Por que se enfeita assim,
somente nas madrugadas?
Só para poucos
(ou só para um?)!
Nossa!
Se durmo mais
um pouquinho,
perco, não vejo
e não me contagio!

63 - Coisa boa!

          Rubem Alves falou que “ciência é coisa boa”. Eu também acho. Descobrir coisas é muito bom! Redescobrir, ainda melhor! Adoro ver os meus alunos coletando folhas, flores, bichinhos, pedrinhas, galhinhos... trazer para a sala de aula, pro nosso “cantinho” das ciências. Por vezes vejo um e outro sozinho ou em pequenos grupos, olhando, durante a aula, as coisas coletadas; analisando uma mariposa, um grilo, uma aranha morta, encontrada na rampa. Eu digo a eles que são “pequenos cientistas”. De repente lá vem um, com uma lata na mão: “olha só que formigão encontrei no quintal!... será que ele vai fugir?...”. De quando em quando vem um aluno de outra sala com alguma coisa na mão para doar, colocar no nosso cantinho (todo mundo sabe que na nossa sala tem um lugar para estas coisas): “eu trouxe lá de casa esta borboleta morta pra colocar junto com os outros bichinhos aí na tua sala...”. Algumas vezes também recebemos visitas; gostam de vir ali, olhar... estes dias, alguém trouxe um filhotinho de cobra coral encontrado por aí, morto, lindo!

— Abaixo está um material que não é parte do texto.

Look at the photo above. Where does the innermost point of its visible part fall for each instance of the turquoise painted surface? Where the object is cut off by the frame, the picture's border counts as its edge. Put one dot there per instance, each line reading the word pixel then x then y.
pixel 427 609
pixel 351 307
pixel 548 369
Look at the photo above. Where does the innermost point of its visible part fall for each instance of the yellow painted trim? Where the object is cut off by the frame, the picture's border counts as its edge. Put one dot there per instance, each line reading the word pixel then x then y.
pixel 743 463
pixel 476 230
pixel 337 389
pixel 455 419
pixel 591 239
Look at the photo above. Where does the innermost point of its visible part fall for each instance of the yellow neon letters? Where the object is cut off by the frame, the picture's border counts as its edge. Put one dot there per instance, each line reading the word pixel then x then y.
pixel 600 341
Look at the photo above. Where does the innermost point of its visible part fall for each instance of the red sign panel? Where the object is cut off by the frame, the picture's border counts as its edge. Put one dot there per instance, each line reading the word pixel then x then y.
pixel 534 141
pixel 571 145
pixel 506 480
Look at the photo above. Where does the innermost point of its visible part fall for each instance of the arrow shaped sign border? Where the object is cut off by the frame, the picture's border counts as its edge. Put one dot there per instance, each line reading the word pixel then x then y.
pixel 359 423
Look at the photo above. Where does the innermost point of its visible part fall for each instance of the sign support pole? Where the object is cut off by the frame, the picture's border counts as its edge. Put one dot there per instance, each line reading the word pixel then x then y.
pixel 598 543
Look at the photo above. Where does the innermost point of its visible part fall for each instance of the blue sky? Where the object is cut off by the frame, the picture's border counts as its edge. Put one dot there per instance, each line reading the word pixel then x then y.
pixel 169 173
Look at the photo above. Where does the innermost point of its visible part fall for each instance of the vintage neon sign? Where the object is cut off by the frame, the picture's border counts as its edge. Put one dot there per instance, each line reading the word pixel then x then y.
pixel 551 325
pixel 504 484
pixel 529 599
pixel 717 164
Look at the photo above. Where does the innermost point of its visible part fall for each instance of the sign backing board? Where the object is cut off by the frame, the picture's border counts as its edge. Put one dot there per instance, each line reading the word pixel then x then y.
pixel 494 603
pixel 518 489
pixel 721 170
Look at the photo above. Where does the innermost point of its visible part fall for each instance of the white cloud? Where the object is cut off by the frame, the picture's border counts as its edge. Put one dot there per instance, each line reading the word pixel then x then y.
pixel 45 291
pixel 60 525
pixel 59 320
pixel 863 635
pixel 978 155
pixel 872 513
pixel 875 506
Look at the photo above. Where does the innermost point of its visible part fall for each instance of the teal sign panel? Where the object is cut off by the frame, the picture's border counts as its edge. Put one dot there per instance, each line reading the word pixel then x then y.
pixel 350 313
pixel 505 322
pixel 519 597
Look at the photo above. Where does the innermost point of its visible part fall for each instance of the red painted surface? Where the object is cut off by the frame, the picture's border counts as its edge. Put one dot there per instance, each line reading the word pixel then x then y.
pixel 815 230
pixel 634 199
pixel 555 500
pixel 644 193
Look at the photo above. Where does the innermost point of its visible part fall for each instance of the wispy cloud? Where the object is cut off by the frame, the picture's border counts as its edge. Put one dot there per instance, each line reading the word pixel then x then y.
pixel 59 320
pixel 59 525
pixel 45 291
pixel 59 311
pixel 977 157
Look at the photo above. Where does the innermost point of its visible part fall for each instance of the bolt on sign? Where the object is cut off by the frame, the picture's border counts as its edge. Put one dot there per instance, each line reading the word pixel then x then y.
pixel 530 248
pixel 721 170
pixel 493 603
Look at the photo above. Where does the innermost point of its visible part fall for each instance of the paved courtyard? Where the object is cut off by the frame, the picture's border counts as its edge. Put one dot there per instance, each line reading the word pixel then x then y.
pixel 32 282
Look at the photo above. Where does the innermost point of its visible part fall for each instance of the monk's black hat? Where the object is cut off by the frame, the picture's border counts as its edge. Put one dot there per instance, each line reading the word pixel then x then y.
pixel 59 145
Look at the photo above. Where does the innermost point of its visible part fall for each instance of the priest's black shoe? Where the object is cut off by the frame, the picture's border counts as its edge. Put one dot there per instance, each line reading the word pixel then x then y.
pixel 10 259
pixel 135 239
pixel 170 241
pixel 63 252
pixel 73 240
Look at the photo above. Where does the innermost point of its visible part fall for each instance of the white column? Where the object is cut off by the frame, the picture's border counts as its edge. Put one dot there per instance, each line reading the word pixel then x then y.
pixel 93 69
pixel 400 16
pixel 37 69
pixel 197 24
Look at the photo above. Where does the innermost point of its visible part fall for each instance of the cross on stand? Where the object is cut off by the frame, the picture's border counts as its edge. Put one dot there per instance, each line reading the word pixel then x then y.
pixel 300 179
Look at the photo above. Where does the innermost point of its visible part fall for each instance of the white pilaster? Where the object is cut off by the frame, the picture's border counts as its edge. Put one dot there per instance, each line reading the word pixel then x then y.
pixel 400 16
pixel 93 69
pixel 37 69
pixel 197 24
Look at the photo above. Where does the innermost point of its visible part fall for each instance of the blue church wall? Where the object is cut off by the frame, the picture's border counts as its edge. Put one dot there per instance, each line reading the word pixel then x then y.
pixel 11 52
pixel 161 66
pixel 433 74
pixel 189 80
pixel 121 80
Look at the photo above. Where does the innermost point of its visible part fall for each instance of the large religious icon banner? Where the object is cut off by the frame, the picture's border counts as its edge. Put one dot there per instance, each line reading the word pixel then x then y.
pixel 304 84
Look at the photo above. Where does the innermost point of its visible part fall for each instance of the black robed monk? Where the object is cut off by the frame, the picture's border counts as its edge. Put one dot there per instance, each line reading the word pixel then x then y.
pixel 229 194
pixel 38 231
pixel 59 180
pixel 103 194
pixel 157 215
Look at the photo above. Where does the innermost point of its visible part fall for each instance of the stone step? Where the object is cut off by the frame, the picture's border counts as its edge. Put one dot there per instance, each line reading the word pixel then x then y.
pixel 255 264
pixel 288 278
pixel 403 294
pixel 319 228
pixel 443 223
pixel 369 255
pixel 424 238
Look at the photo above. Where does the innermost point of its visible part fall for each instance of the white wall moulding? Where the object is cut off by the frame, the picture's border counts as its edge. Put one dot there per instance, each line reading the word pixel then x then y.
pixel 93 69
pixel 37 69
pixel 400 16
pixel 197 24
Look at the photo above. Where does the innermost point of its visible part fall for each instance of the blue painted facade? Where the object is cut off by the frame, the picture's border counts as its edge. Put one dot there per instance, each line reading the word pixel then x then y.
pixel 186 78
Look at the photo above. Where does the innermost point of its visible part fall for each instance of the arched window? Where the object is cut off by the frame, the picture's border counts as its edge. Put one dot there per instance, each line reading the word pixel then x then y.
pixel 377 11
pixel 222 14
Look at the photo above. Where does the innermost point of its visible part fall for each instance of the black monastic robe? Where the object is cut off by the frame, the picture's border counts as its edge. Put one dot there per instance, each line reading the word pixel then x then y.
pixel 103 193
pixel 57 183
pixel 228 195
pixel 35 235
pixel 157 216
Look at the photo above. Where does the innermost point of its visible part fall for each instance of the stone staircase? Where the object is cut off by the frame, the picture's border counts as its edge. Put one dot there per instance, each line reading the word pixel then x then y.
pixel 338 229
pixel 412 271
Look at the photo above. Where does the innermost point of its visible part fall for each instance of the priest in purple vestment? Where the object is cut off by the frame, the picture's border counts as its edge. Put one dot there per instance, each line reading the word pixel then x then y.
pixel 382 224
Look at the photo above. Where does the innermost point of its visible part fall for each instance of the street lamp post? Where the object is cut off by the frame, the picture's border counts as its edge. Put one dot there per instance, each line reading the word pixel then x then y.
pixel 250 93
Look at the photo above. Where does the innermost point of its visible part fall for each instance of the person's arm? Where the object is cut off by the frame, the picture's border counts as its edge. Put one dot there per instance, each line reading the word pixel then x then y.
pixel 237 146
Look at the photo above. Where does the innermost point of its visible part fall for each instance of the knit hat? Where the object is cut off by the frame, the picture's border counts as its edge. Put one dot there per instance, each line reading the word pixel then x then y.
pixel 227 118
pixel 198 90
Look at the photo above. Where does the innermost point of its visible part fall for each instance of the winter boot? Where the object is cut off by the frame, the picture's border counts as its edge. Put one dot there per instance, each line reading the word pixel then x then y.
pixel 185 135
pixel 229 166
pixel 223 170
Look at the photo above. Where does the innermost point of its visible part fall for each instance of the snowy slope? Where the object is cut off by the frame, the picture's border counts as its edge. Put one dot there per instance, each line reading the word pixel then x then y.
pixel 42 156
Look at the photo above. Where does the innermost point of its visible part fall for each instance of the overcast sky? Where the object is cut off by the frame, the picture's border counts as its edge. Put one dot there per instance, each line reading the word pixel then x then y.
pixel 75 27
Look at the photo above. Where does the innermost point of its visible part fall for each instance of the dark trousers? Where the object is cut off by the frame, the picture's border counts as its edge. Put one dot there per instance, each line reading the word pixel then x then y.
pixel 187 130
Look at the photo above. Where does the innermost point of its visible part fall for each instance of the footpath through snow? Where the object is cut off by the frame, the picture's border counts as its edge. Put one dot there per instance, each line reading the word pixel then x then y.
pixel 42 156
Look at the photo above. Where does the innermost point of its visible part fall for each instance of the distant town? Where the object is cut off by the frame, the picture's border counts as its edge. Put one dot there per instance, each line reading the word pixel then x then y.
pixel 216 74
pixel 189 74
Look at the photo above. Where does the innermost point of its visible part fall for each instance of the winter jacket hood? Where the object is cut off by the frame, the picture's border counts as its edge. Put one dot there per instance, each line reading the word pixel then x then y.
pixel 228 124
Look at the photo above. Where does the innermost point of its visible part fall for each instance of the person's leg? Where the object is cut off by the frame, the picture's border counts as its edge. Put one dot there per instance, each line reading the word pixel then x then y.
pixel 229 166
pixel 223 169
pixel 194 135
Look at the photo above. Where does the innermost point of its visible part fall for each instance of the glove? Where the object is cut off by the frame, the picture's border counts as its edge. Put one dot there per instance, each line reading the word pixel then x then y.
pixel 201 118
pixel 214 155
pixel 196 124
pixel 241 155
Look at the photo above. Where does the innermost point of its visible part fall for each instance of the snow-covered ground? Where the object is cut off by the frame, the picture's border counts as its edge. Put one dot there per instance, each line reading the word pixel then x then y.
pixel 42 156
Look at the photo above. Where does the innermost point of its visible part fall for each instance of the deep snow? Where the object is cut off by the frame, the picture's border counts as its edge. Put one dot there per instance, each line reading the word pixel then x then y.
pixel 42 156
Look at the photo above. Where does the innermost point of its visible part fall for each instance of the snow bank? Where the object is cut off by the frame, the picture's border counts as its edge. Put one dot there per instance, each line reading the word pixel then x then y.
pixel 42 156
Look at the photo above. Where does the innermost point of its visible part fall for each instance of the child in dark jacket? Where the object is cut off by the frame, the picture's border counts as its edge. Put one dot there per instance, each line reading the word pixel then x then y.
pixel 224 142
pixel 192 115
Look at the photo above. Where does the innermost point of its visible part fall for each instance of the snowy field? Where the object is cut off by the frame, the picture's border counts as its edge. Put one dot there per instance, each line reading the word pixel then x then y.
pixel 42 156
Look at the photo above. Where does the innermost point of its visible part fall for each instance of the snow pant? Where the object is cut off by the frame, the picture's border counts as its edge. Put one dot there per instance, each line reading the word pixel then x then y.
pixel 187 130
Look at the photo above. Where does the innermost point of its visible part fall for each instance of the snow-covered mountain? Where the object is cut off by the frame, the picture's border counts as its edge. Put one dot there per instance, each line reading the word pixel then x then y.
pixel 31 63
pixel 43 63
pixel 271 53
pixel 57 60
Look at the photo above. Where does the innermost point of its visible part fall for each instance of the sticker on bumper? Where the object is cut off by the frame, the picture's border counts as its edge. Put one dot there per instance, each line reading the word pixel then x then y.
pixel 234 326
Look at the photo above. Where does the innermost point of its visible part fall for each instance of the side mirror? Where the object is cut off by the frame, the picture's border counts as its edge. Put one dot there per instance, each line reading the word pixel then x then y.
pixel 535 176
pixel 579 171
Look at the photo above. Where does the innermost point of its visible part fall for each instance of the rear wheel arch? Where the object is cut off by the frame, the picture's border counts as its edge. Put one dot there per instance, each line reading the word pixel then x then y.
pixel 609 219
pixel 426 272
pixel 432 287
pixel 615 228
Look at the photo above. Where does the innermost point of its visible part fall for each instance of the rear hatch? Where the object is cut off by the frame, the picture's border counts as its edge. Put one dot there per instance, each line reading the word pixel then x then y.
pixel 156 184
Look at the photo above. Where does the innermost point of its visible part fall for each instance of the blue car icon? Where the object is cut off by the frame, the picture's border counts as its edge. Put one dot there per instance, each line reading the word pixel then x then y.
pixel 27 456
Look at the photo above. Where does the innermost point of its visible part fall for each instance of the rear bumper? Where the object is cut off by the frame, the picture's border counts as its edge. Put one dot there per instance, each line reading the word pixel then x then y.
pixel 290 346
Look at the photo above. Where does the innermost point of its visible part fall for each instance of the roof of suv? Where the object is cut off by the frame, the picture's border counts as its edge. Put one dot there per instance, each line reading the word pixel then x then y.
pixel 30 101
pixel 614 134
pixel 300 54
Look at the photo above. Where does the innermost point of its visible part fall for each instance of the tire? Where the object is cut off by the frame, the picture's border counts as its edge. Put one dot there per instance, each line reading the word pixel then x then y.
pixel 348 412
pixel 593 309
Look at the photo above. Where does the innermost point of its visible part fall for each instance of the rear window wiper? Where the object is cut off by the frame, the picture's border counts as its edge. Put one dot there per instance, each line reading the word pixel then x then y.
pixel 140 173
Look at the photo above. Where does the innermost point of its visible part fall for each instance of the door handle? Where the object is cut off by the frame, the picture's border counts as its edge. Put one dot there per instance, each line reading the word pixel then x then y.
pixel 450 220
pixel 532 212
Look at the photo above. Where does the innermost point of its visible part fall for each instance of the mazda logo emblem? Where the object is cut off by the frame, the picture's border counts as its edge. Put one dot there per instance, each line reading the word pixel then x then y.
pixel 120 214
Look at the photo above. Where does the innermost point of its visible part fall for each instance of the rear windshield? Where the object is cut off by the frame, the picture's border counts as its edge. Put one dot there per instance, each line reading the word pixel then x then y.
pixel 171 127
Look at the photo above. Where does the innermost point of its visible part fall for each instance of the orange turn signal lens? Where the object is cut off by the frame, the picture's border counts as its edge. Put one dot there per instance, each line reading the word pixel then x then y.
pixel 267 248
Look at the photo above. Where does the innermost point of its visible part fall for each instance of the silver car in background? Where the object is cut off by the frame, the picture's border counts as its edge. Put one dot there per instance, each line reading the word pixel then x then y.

Foi uma festa! Muitas teorias, muitas hipóteses sobre o seu veneno... uma cobra sempre produz muitos efeitos! Temos também um pedaço de osso de baleia (a diretora nos presenteou) e sobre ele muito se discorre, todos os dias! Acontece, também, de entrar uma e outra borboleta pelas janelas; passarinhos virem cantar nas proximidades; um tucano pousar na árvore mais alta... Na verdade, nada sofisticado, nada inovador. Tudo muito simples mas cheio de magia! É especial perceber o brilho de curiosidade nos olhos deles! É curiosidade saudável, bonita que se deslumbra, assombra, encanta com as pequenas coisas! E isto, de fato, é uma parte muito boa: redescobrir o mundo através dos olhos deles! Todos os dias. Todos os anos. É magia, com certeza!



62 - Apenas estar ....

            Há quanto tempo não ficava assim... ouvindo o silêncio do mar, presenteando os olhos com a infinitude e alimentando a alma com a beleza do entardecer que se entrega com gratuidade, respirando ritmada e pacienciosamente. Aos poucos entro em sintonia com esta respiração e tudo em mim aquieta e se e entrega. Nada de correr. Nada de responder. Nada de resolver. Nada de fazer. Apenas me sentir, conversar comigo mesma, cuidar desta que eu sou; assim como parece fazer a gaivota solitária, à beira da praia  e o barco, lá na linha do horizonte, ondulando nostálgico, esquecido das horas. Como é bom este encontro íntimo com as coisas que se gosta! Por vezes, parece que no cotidiano eu me atropelo e fascino diante dos inúmeros afazeres, me perco, fico à deriva e à margem daquilo que clama e urge, dentro! Relegando a segundo plano o que precisa e merece estar em primeiro. Que delícia a solidão preenchida quando contemplada nas suas reclamatórias de espaço e de tempo! Tanto quanto a cumplicidade de mãos que se enlaçam para partilhar amor.

61 - Despedidas

Em todos os instantes
despedidas...
Algo está
algo é
e logo em seguida
já se vai...
Fica aquele
fio compriiiiiiiiiiiiiiido
de saudade
alimentando
o que não é mais.

60 - Boazinhas e queridas



Meigas, mimosas
queridas, suaves
quase perfeitas!
Disponíveis,
solidárias,
atenciosas,
quase anjos!
Tudo suportam,
tudo crêem
nada exigem,
tudo perdoam,
quase santas!
Nos altares
nos asilos,
em casas,
nos locais de trabalhos
nas relações
para se recorrer,
confiar, contar
e demandar;
passivas,
(nocivas?)
quase invisíveis
quase desejadas
quase valoradas
quase respeitadas
quase amadas
quase felizes
quase nada.

59 - Flores

Flores brotavam
na intersecção
e abraçavam a cruz
sorridentes
belas
coloridas
singelas
faceiras
entre os
contidos verdes
muito verdes e
mosquitinhos brancos
evidenciando
a parceria
cúmplice
e amorosa
entre força
e fragilidade
dor e alegria
paixão e
redenção.

58 – Sempre perto

Mesmo com as
distâncias físicas
por vezes imensas,
a gente sempre está
perto de quem
gosta e admira;
a um passo
de um abraço!





57 - Algo na plantação de Eucaliptos...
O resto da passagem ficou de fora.